Shinji Tanimura’s Fans in China Remember Singer-Songwriter for Lasting Impact Since Days of Reform and Opening-Up Policy
6:00 JST, October 29, 2023
BEIJING — Singer-songwriter Shinji Tanimura’s fans in China continue to mourn the Japanese musician more than a week after it was announced in mid-October that he had died Oct. 8 at age 74.
His songs touched the hearts of many people there when the country was entering a transitional period.
In Beijing in 1981, Tanimura’s band Alice performed in a concert. This was in the early years of China’s reform and opening-up policy, when Beijing sought investment from abroad and took in some foreign cultural elements. The policy was implemented in the aftermath of the significant political, economic and social turmoil during the last years of Mao Zedong’s rule.
Alice was one of the first Japanese bands that performed in China at that time, and in the audience was Jiang Haodong, now 59 and working as a director at CCTV.
Jiang’s mother was a musician, so he used to listen to folk music and revolutionary songs. He found Alice’s music “refreshing” because he had never heard such melodies nor seen such a free performing style.

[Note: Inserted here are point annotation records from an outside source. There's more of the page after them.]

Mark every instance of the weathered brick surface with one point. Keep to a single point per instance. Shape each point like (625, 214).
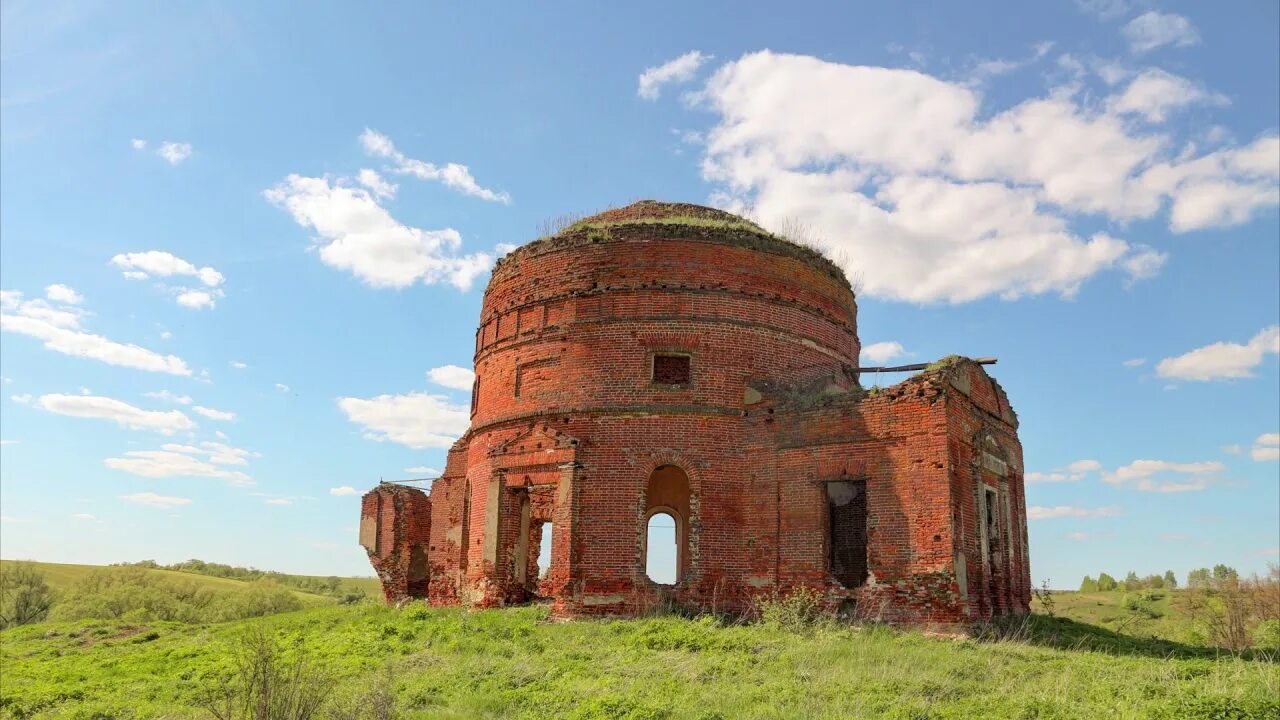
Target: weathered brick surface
(571, 427)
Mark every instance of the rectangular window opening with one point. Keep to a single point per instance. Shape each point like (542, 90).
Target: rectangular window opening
(671, 369)
(846, 507)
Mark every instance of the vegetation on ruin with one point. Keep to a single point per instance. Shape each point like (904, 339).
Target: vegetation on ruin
(371, 661)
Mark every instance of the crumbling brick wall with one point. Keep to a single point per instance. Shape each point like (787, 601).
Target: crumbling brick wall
(575, 414)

“I was shocked by his death,” said Jiang, who has many of Tanimura’s records at home in Beijing. “For a while after hearing the news, I didn’t feel like listening to my favorite songs of his.”

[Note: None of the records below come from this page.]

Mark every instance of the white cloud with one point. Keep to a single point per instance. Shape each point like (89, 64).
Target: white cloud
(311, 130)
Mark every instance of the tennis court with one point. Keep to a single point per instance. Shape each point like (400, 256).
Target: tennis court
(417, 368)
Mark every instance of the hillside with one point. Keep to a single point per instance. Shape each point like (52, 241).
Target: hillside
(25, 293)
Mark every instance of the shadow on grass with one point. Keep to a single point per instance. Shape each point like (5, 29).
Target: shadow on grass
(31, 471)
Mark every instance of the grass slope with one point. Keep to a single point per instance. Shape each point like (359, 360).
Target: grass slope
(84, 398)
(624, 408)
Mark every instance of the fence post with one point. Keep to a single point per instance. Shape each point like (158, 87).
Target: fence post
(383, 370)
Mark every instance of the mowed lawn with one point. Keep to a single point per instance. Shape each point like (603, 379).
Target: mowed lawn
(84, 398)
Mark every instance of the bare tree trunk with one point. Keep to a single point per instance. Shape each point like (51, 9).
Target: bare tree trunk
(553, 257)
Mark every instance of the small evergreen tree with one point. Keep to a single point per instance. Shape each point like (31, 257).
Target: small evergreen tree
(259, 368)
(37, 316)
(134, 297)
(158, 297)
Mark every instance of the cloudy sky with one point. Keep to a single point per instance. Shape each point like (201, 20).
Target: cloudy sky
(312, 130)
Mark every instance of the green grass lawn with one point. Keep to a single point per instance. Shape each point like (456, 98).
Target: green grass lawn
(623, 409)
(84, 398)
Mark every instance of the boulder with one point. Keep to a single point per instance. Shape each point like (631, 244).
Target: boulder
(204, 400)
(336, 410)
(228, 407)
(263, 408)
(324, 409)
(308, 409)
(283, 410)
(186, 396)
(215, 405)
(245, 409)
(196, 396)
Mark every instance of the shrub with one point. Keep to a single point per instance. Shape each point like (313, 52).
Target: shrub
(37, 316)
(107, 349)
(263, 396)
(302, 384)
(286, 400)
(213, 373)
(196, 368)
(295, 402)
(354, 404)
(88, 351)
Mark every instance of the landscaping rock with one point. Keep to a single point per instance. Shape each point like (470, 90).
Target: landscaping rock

For many people in China, Tanimura’s 1980 solo hit “Subaru” had an impact that was keenly felt. During that time, China was moving away from Mao’s cult of personality and embracing myriad values.
“Subaru” (which is Japanese for the Pleiades cluster of stars) was first covered by singers from Hong Kong and Taiwan under the title “Xing” (“Star”).
Cheng Lin, a popular singer in mainland China at that time, said she was inspired by the lyrics of the Cantonese cover, so she performed her version in Mandarin.
Now 56, Cheng said “Subaru” helped her see hope in the new era.
“Life is full of hardships,” she said. “It felt like we had found in the song a star that would always guide us.”
Hong Kong newspaper Ming Pao carried Tanimura’s obituary in which it described the lyrics of “Subaru” as “akin to a landscape painting.”
Through singers from Hong Kong, “the particular feeling of that era in Tanimura’s piece was brought into China,” the paper wrote.
Tanimura began teaching at the Shanghai Conservatory of Music in 2004 and collaborated with many Chinese singers on stage and in the studio.
While current affairs between Tokyo and Beijing are souring, Chinese Foreign Ministry spokesperson Mao Ning honored Tanimura for his contributions to bilateral ties.
“His music is a bridge that connects the hearts of our two peoples and we appreciate his contribution to China-Japan friendship,” she said during a regular press conference in Beijing on Oct. 17. “We hope more people with vision from our two countries will follow his suit and pass on China-Japan peace and amity from generation to generation.”
Tanimura had supported a singer named Mao Ning when he made an album. Now 54, he offered The Yomiuri Shimbun this remembrance of Tanimura:
“Tanimura’s music is full of warmth and energy, with beautiful melodies. ‘Songs cross oceans and skies,’ he said, and true to his words, he was loved by people beyond national borders.”